Do you believe in respect for international law? The World Trade Organization ruled against the U.S. Do you believe in using “green” energy to fight global warming? Raising the price of solar panels will reduce the use of solar power. etc.

Larry Summers Favors Nirvana

He writes,

the IMF finds that a dollar of investment increases output by nearly $3. The budgetary arithmetic associated with infrastructure investment is especially attractive at a time when there are enough unused resources that greater infrastructure investment need not come at the expense of other spending. If we are entering a period of secular stagnation, unemployed resources could be available in much of the industrial world for quite some time.

Pointer from Mark Thoma.

If we assume that government invests perfectly rationally and efficiently, then I think we have to agree that infrastructure spending is likely to be a free lunch. That is because it is impossible for the private sector to allocate resources perfectly rationally and efficiently.

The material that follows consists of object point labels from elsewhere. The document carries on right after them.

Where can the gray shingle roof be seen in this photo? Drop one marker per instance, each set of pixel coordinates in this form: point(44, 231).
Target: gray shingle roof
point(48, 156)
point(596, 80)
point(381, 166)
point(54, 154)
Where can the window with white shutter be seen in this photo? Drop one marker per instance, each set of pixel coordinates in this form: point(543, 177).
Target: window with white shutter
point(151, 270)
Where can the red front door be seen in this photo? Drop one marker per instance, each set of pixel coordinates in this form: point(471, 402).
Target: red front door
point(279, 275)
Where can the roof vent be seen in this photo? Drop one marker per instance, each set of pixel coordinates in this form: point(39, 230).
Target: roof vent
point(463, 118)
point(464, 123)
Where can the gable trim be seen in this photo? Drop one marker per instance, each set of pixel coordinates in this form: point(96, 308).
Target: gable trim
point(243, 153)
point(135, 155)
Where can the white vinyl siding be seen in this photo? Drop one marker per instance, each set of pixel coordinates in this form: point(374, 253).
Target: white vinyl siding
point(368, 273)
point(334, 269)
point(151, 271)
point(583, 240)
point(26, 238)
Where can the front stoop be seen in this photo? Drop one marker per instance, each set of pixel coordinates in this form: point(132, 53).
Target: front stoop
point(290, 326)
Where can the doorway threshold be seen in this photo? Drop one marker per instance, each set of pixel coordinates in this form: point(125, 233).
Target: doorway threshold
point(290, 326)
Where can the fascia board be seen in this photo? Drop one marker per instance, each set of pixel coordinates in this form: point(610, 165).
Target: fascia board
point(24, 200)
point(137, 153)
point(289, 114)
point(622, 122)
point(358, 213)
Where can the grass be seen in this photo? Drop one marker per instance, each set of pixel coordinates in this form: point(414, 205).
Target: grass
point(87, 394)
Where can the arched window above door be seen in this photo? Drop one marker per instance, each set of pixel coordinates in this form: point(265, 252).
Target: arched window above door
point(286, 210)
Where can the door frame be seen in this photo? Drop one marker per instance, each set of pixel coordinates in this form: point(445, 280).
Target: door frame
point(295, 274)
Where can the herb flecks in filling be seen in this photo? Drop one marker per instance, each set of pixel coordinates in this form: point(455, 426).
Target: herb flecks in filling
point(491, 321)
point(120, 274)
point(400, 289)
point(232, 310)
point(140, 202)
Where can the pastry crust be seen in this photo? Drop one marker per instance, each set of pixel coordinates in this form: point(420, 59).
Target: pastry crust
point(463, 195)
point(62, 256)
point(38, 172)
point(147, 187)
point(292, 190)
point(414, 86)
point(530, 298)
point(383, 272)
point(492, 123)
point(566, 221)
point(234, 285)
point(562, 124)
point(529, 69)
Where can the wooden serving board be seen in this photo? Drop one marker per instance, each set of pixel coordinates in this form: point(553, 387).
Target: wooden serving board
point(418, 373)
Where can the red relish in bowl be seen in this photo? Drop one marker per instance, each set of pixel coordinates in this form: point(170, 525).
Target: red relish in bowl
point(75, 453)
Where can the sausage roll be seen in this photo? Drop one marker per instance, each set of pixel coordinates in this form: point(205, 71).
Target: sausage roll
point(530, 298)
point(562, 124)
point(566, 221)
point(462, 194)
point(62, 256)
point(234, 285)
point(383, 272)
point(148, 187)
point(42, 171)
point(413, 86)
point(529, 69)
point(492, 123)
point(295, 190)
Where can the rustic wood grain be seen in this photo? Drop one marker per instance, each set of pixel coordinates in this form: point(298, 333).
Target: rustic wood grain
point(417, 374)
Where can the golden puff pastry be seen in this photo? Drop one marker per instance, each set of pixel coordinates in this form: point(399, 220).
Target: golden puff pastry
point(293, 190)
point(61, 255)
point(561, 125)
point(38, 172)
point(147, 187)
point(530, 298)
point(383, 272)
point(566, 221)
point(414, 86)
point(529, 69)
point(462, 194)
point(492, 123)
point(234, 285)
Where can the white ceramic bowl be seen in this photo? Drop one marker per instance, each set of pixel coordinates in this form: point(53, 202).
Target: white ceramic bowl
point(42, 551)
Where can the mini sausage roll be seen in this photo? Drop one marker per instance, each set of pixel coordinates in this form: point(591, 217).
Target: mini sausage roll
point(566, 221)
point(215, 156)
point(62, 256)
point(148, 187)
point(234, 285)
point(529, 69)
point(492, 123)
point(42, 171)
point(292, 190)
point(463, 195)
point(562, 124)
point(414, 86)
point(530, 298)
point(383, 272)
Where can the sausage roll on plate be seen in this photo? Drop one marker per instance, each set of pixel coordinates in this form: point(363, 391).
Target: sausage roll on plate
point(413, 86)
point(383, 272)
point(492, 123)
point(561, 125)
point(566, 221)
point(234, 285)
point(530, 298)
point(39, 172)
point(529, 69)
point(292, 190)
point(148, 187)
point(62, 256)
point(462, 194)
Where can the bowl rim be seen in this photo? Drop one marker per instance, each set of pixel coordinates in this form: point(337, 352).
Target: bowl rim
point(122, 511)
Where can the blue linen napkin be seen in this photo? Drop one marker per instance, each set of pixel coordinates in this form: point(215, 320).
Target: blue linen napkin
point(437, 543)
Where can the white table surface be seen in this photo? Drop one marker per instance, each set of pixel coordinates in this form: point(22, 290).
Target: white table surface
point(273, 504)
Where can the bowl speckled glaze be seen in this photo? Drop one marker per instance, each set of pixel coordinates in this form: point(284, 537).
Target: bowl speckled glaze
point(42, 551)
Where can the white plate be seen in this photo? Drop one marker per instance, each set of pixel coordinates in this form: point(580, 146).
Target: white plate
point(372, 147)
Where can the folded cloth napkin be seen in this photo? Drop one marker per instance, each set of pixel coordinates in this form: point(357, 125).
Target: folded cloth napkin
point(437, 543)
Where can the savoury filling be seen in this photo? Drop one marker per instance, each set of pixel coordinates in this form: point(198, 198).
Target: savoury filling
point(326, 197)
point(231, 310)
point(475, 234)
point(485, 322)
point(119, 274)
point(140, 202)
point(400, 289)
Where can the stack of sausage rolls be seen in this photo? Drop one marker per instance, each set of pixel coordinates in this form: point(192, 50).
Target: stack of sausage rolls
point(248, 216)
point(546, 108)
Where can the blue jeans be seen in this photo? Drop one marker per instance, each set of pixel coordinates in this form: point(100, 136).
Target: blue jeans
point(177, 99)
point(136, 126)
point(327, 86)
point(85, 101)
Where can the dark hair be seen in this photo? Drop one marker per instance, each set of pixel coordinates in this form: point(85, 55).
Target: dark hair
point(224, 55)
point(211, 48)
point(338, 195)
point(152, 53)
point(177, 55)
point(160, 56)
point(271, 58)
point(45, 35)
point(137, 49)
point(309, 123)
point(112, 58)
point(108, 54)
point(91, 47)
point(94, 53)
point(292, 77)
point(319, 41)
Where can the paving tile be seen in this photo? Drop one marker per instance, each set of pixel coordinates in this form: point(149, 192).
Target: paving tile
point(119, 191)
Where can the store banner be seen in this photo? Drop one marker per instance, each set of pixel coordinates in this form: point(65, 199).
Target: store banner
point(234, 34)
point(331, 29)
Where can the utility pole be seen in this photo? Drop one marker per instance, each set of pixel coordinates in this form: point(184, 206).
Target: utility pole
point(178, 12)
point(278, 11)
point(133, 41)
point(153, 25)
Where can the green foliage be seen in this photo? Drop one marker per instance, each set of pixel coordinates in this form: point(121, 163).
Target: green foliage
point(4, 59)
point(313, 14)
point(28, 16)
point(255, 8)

Of course, in order to assume that government spends money rationally and efficiently, one has to ignore public choice theory. A bridge to nowhere is not a free lunch. A huge loan guarantee to a “green energy” company that goes bankrupt is not a free lunch.

In the real world, human fallibility does not disappear when the decision-maker crosses from the private sector to the public sector. In my area, a highway called the “Inter-County Connector” has cost billions of dollars, caused construction-related disruption for years, and carries almost no traffic. A “transit center” near where I live was structurally unsound, and the excess costs probably will be in the billions. No free lunches there, either.

Sentences I Might Have Written

A pro-innovation agenda begins instead by recognizing that markets are far more likely to resolve market failures than regulators, and to do so at a lower cost. This is not because markets are perfect, or appropriate subjects of uncritical reverence, but simply because markets react more quickly than do governments to the negative but usually short-term side effects of disruptive innovation. The next generation of technology is far more likely to remedy consumer harms than regulatory intervention can, and with considerably less economic friction.

They come from Larry Downes.

Ideas vs. Interests

In the latest Critical Review, Jeffrey Friedman argues against those who would interpret politics entirely in terms of individual interests. He says that ideas matter, and that ideas do not necessarily coincide with interests. However, things like the squelching of patent reform are indicative that interest matter.

The Murray Edelman view of politics that I learned at my father’s knee was one in which ideas do not matter. Instead, politics is a contest among insiders (as in the linked story, between tech lobbyists and trial-lawyer lobbyists), who have rational interests. The public is treated to political theater, using what Edelman called symbols. While the public is paying attention to the theatrics (think of Ferguson, or ISIS, or the controversies over contraception and Obamacare), the insiders are helping themselves to the real goodies.

The Problem of Monopoly

Tim Harford writes,

No policy can guarantee innovation, financial stability, sharper focus on social problems, healthier democracies, higher quality and lower prices. But assertive competition policy would improve our odds, whether through helping consumers to make empowered choices, splitting up large corporations or blocking megamergers. Such structural approaches are more effective than looking over the shoulders of giant corporations and nagging them; they should be a trusted tool of government rather than a last resort.

Pointer from Mark Thoma.

Unfortunately, I can imagine “assertive competition policy” creating more monopoly power. The problem is that government is by far the most secure monopolist. The more “assertive” is government, the more assertive is this monopolist. One can hope that this monopoly power will be exercised wisely. I, for example, hope that the government could break up big banks wisely.

But the public choice of the matter, as Harford points out, is not reliable.